DNB expects more inflation, less growth from Iran war; "Wise" to wait on energy measures
The war in the Middle East could result in significantly higher inflation in the Netherlands and undermine economic growth, according to a forecast by De Nederlandsche Bank (DNB) outlining various scenarios. The central bank does not expect the impact to be as severe as during the energy crisis of 2022 following the Russian invasion of Ukraine, and called it “wise” that the government is waiting to take measures.
During the 2022 energy crisis, the gas price rose by over 250 percent to more than €300 per megawatt-hour. Now, prices are only rising to around €50 or €60, DNB pointed out. This comparison does not alter the fact that the new war and violence, and the Iranian blockade of the Strait of Hormuz, which is important for the oil and gas industry, could hit households hard in the wallet.
In a severe scenario, if the war continues for the foreseeable future and energy prices remain high for an extended period, household disposable income will take a hit of 6 percentage points. This would hit lower-income households particularly hard as they spend a larger proportion of their income on fixed costs like energy. Other products and services could also become more expensive, which will likely put pressure on consumption.
DNB president Olaf Sleijpen still called it “wise” that the Cabinet did not immediately decide on potential compensation for households for the increasing energy prices. “Of course, there is talk of compensation for the increased energy prices, and I understand that very well,” he said. “At the same time, I think it is wise for the Cabinet to wait and see what the effects on households are before making a decision on potential compensation.”
Sleijpen pointed out that, in the mildest scenario, households' purchasing power will only decline by 1 percent. And even in the worst-case scenario, the effect remains lower than during the 2022 energy crisis. He also pointed out that many households have fixed or variable energy contracts, meaning that price increases will have a delayed or only partial impact.
“And let us not forget that compensation costs money,” the DNB president noted. “This will have to be covered within the budget, which in turn may come at the expense of other priorities.” He called the failure to financially cover potential steps “extremely unwise at a time when public finances are not in good shape in the medium term.”
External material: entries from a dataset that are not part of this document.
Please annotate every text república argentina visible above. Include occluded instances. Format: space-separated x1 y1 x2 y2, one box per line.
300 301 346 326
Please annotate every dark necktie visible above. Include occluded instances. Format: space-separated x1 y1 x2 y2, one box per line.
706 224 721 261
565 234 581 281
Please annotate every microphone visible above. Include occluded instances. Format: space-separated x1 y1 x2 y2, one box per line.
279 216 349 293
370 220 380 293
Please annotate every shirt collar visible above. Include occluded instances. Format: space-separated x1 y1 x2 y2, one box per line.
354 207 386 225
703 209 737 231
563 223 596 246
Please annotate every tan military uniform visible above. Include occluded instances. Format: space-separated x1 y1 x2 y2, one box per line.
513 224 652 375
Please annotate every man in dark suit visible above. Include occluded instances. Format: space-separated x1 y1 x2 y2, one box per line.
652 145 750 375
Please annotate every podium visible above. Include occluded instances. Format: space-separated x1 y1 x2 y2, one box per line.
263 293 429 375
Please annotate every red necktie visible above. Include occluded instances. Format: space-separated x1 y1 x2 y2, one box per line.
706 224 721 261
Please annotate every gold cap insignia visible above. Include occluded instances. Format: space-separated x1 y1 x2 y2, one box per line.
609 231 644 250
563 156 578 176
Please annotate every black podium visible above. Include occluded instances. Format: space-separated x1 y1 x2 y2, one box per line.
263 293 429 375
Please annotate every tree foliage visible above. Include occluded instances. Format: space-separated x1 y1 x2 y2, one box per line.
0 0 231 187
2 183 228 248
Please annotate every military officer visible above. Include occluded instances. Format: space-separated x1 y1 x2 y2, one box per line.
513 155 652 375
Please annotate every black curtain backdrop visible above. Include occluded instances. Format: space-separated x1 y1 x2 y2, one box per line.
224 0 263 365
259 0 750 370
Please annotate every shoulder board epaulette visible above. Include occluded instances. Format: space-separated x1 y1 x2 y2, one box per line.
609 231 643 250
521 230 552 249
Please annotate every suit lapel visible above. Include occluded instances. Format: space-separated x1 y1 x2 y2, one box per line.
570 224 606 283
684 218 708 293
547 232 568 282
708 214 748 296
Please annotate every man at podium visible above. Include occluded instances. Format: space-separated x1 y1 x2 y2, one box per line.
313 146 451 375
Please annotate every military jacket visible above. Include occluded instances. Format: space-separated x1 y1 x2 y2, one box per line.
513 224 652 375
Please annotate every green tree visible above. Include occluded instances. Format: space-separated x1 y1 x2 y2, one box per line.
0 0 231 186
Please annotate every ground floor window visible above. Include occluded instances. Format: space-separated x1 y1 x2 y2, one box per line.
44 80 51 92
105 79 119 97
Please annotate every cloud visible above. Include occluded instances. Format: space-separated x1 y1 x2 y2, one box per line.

“Should it nevertheless be decided to proceed with compensation, it is important that this is targeted and temporary, and reaches the people who really need it.”
DNB’s calculations indicate that inflation will rise by at least 0.5 percent this year and the same next year. In the worst-case scenario, the Netherlands must reckon with 1.6 percent higher inflation this year and an additional 2.8 percent next year.
According to the central bank, economic growth could fall by approximately 0.8 percent this year and next year, in the latter case. That means the economy would barely grow at all.
Sleijpen emphasized in an explanation that there is a great deal of uncertainty. “The development of inflation depends heavily on the duration and intensity of the war. The more broadly the region is drawn into the conflict, the greater the economic effects.”
According to Sleijpen, developments in the Middle East also pose a risk to financial stability. He pointed out that the macroeconomic consequences of the war and the impact on financial markets could also affect banks. "Fortunately, Dutch financial institutions are in good shape and have proven resilient in recent years. But Dutch financial stability is certainly not indestructible."